O primeiro caso confirmado do novo coronavírus foi detectado na China
em 7 de janeiro. Pouco tempo depois do anúncio, a empresa de
biotecnologia Moderna Therapeutics
já estava trabalhando no desenvolvimento de uma vacina para o vírus.
Agora, eles afirmaram que vão iniciar os testes diretamente em humanos,
sem passar pelo protocolo padrão de testar em animais.
Os ensaios clínicos (com humanos) e pré-clínicos (com
animais) que garantem a segurança de uma vacina levam meses ou anos em
uma situação ideal. Porém, diante de uma pandemia global,
as farmacêuticas estão interessadas em encontrar a uma forma de
barrá-la o mais rápido possível – o que abre uma brecha para pular
etapas e começar logo de cara as aplicações em voluntários Homo sapiens.
A Moderna começou a procurar voluntários saudáveis no início de
março. A ideia é testar 45 pessoas entre 18 e 55 anos, que vão tomar
duas doses da vacina com intervalo de um mês. Cada cobaia receberá US$
100 por visita feita ao laboratório ao longo do estudo, e serão
aproximadamente 11 visitas (com a cotação a R$ 5,00, muito brasileiro
ficaria ouriçado para participar – e embolsar R$ 5,5 mil). Os
experimentos estão rolando no Instituto de Pesquisa em Saúde de Seattle
(EUA).
A atitude de pular os ensaios
pré-clínicos evidentemente põe em risco a saúde dos voluntários e está
gerando objeções éticas da comunidade científica. Muitos pesquisadores
se manifestaram contrários à decisão. Para piorar, a Moderna desenvolveu
um mecanismo de imunização inédito – não há nenhuma outra vacina no
mercado que utilize a mesma técnica, o que torna a experiência ainda
mais arriscada.
Explicando: atualmente, há dois
tipos diferentes de vacina. Algumas utilizam o próprio micróbio, morto
ou quimicamente atenuado, para que ele não seja capaz de causar
infecção. Outras utilizam apenas um pedacinho do micróbio –
no caso dos vírus, geralmente uma proteína – que sirva de gabarito para
o sistema imunológico a criar anticorpos. Nos dois casos, a ideia é
treinar o corpo para a chegada da ameaça real.

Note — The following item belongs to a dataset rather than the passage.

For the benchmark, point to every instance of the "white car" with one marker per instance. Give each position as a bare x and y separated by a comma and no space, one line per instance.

A vacina da Moderna, por outro lado, usa uma molécula chamada RNA
mensageiro (RNAm). No nosso organismo, o RNAm transmite informações
contidas em nosso DNA para os ribossomos e possibilita a produção de
proteínas. A nova vacina nada mais é do que um monte de RNAm sintético –
que instrui o corpo a produzir proteínas iguais às do coronavírus. A
ideia é que nosso corpo, ao se ver
inundado por essas proteínas alienígenas, aprenda a reconhecê-las para
depois identificar e derrotar o corona de verdade.
Se vai funcionar é outra história. A
Moderna tentou testar o truque em ratos de laboratório, mas os animais
não se mostraram ideais para tal experimento, pois suas células não são
atacadas pelo vírus da mesma maneira que as nossas (cada mamífero tem
seus próprios parasitas, e eles raramente são intercambiáveis).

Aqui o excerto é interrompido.